In meinen Augen ist sie einfach ein ganz normaler Mensch, gesund an Körper und Geist, der danach strebt, ein Leben ohne Reue zu führen. =v=

Aufgrund des Einflusses ihrer Eltern, die die schönsten Beziehungen miterlebt haben, würden sie nicht denken, dass Staatsanwalt Zhao oder Zhang Yu gute Partner wären.

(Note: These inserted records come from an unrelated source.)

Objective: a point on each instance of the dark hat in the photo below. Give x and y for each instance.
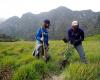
(47, 21)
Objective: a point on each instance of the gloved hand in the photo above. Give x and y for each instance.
(65, 40)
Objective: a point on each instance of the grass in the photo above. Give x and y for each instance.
(18, 56)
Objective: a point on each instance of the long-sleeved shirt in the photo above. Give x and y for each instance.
(75, 37)
(42, 32)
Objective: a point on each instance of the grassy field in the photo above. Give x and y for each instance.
(17, 62)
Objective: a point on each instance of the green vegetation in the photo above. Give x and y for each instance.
(17, 62)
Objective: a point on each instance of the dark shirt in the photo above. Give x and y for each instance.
(75, 37)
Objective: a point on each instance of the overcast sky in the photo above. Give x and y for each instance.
(10, 8)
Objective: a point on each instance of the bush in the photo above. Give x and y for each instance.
(81, 72)
(33, 71)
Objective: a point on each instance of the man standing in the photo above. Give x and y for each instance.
(42, 40)
(75, 37)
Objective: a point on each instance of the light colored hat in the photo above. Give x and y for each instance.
(74, 23)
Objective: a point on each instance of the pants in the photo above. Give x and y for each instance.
(41, 50)
(81, 52)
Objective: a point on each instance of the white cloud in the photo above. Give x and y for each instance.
(18, 7)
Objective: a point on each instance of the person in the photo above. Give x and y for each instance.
(75, 37)
(42, 40)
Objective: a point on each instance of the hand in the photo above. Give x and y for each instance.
(65, 40)
(42, 39)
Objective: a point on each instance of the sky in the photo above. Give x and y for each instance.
(9, 8)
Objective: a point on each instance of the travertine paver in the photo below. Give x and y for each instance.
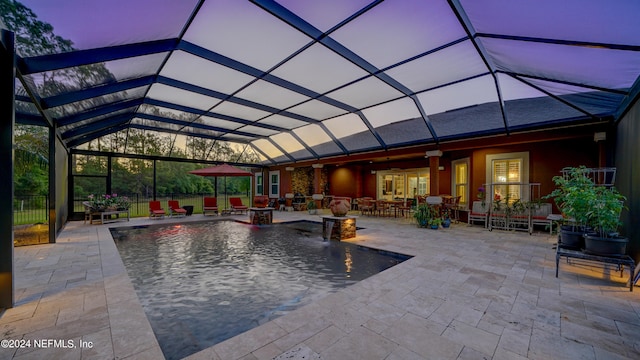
(466, 294)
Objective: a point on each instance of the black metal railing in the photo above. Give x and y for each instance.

Anstatt zu sagen, ich sei weichherzig, trifft es eher zu, dass ich die Freundlichkeit anderer nicht bedingungslos und selbstverständlich annehmen kann. Außerdem entstehen Beziehungen zwischen Menschen größtenteils durch Interaktion.

-

In diesem Leben nahm sie Zhang Yu wahrhaftig und vollständig an, mit Leib und Seele, als sie von der Stadtmauer sprang und er sie auffing. Es war ein Moment des Vertrauens, als ob sie ihm ihr Leben anvertraute. Dies wird im nächsten Kapitel beschrieben. Ihre Anziehungskraft zu Zhang Yu war auch maßgeblich diesem flüchtigen, atemberaubenden Blick geschuldet. -3-

Zusammenfassend lässt sich sagen, dass es für Kommentare zu diesem Kapitel einen roten Umschlag zu gewinnen gibt, also macht fleißig mit! =3=

Kapitel 96 – Aktualisierung

Erst als Lü Chuan sie zweimal daran erinnerte und Ling Xiao gratulierte, erwachte sie aus ihrer Starre. Ling Xiao nahm den kaiserlichen Erlass freudig entgegen und konnte es kaum erwarten, Song Shuhao die Residenz des Markgrafen zu zeigen, die ihr der Kaiser verliehen hatte.

Obwohl Zhang Yu Belohnungen für gute Leistungen erwähnt hatte, hatte Ling Xiao, der mit seinem eigenen Überleben beschäftigt war, wenig Hoffnung. Nun, da der kaiserliche Erlass erlassen worden war und die Belohnungen nur so hereinströmten, warum sollte er sie nicht annehmen?

Ling Xiao fühlte sich wie eine ehemalige Leibeigene, die zur Gutsherrin geworden war, und war plötzlich unglaublich selbstsicher. Jetzt, da sie eine Marquise, eine Beamtin, reich und im Besitz eines Hauses war, konnte Prinz Ning sie immer noch zur Heirat zwingen?!

Ling Xiao fühlte sich unwohl bei dem Gedanken, mit einundzwanzig Jahren zu heiraten, obwohl sie wusste, dass viele schon als Teenager Mütter waren... aber das waren andere, nicht sie.